WorkFlowy looks like a bit of a joke when you fire it up: a blank page stares back at you, daring you to treat it like Notepad. But Notepad it ain’t: WorkFlowy is the thinking man’s EverNote, a geektastic to-do list generator that’s powerful, customisable and free from clutter. If you prefer something with a touch more colour, Any.do, Wunderlist and Google’s own Keep app are also keen to get you organised.

Spotify (£free)

Best Chromebook apps

We’re still waiting for Spotify to make a proper Chrome app that can store some tunes on your Chromebook for offline listening, but for now it’s handy to have this one – essentially just a link to the Web Player – in your toolbar for ready ravin’.

Games

Best Chromebook apps

Now the bad news.

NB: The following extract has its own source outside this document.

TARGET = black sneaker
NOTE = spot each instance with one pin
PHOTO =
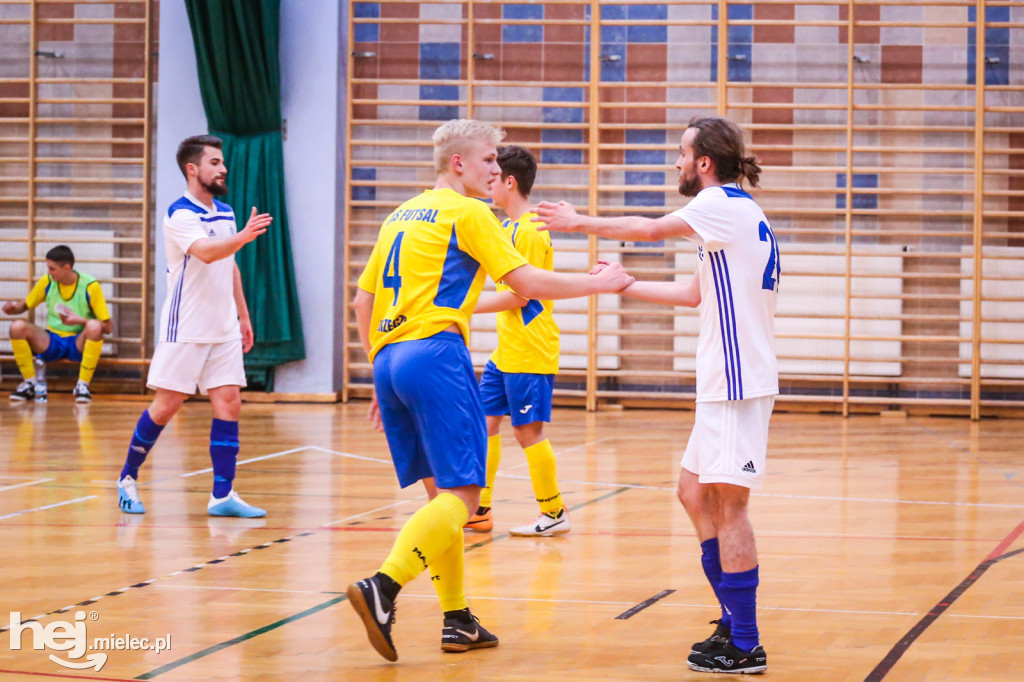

Your new Chromebook will enable you to make wonderful things, but when it comes to just sitting around wasting your time on games, the Chrome Web store is sadly reminiscent of the early days of Android Market. That said, browser-based games are growing in power, and there are a few that are well worth checking out. Dust and Command & Conquer: Tiberium Alliances are two surprisingly powerful strategy games, Murder Files will keep you entertained offline and Cube Slam is a nice bit of two-player fun (or one-player, if you like playing tennis with a digital bear).